As expected the fit for each of the models is equal or very close to 1.0.

[11]:
comparison = ps.CompareModels([ml_01D, ml_14D_ps, ml_14D])
fit = comparison.get_metrics(metric_selection=["rsq"]).T
fit.index.name = "Model"
fit.round(3)
[11]:
rsq
Model
01D 1.000
14D_ps 0.985
14D 0.999
[12]:
ax = comparison.plot_response()
ax.figure.set_figheight(3.5)
ax.figure.set_figwidth(6)
handles, _ = ax.get_legend_handles_labels()
ax.legend(
    handles, [iml.name for iml in comparison.models], loc=(0, 1), frameon=False, ncol=3
)
ax.set_ylabel("step response [m / (mm/d)]")
ax.set_xlabel("time [days]")
ax.grid(True)
../_images/examples_modeling_timestep_24_0.png

And let’s take a look at the estimated parameters and the true values.

[13]:
dfparams = comparison.get_parameters()
dfparams["True values"] = params + [ftrue, constant]
dfparams.round(3)
[13]:
01D 14D_ps 14D True values
recharge_A 0.800 0.809 0.801 0.8
recharge_a 49.964 49.178 49.621 50.0
recharge_f -1.301 -1.293 -1.298 -1.3
constant_d 20.002 19.989 19.998 20.0

Note that these differences are expected. The daily model is able to almost perfectly simulate the heads because the heads were also generated on a daily basis. The Pastas resampled model performs worst, since it is calibrating the model on interpolated observations, which is obviously a slightly different time series than the original heads sample. This happens because Pastas resamples the stresses in such a way that they do not align with the timing of the head observations. When we manually resample, we can ensure the indices between the stresses and the observations match, and we see that the fit and the parameters are nearly identical to the model with a daily timestep. A small difference remains because the 14-day model cannot account for the timing of the rainfall within a 14-day period. The generated heads are different if all precipitation falls at the beginning of the two-week period as compared to all rainfall falling at the end of the two-week period.

Hourly models#


A higher temporal resolution is sometimes necessary when head changes occur quickly, for example, heads that are affected by tidal fluctuations or the drawdown during pumping tests.

Tidal example#

In this first example we’ll generate a synthetic heads timeseries based on tidal fluctuations. These tidal fluctuations follow a simple sine wave with a period of 12 hours and 25 minutes.

[14]:
Atide = 1.5  # tidal amplitude

# sine with period 12 hrs 25 minutes
t_idx = pd.date_range(head.index[0], head.index[-1] + pd.Timedelta(hours=23), freq="H")
tides = pd.Series(
    index=t_idx,
    data=Atide * np.sin(2 * np.pi * np.arange(t_idx.size) / (0.517375)),
)

Next we define a response function and its parameters to convert the tidal fluctuations into a synthetic head time series.

[15]:
rf_tide = ps.Exponential()
A_tide = 1.0
a_tide = 0.15

Apply the response function and its parameters to our tidal stress to generate the synthetic heads.

[16]:
ht = generate_synthetic_heads(tides, rf_tide, (A_tide, a_tide), dt=1 / 24.0)
htsel = ht.loc["2000-01-01":"2005-12-31"]

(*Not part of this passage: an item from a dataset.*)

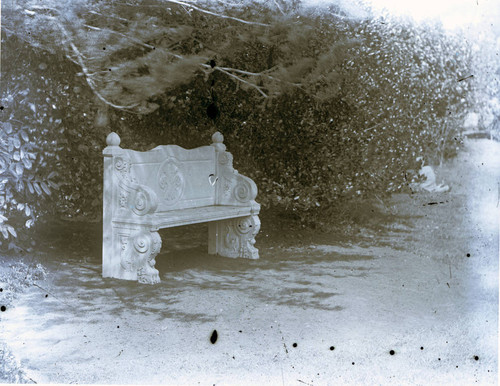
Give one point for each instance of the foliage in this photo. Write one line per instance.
(27, 146)
(317, 109)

Plot the tidal stress and the resulting head.

[17]:
ax = tides.loc["2000-01-01":"2000-01-02"].plot(figsize=(12, 3), label="sea level")
htsel.loc["2000-01-01":"2000-01-02"].plot(ax=ax, label="synthetic head")
ax.legend(loc=(0, 1), frameon=False, ncol=2)
ax.set_ylabel("[m]")
ax.grid(True)
../_images/examples_modeling_timestep_35_0.png

Next we build two Pastas models to simulate the head between 2000 and 2005. One model has a daily timestep and the other an hourly timestep.

The warmup period:

Note that Pastas selects a 10-year warmup period by default. This means internally the model will simulate the head between 1990 and 2005 to ensure the model has reached a steady-state and is not affected by the initial conditions. For smaller modeling timesteps, this longer warmup might cause the simulation to slow down (i.e. 10 years on an hourly timestep means 87600 head values are computed). Whether it is appropriate to shorten the response depends on the stresses and the response of the head to those stresses (which are usually not known prior to modeling the heads), but if calculation times are long, it could be worth exploring shortening the warmup. For extremely slow responses, a longer warmup period might also be appropriate.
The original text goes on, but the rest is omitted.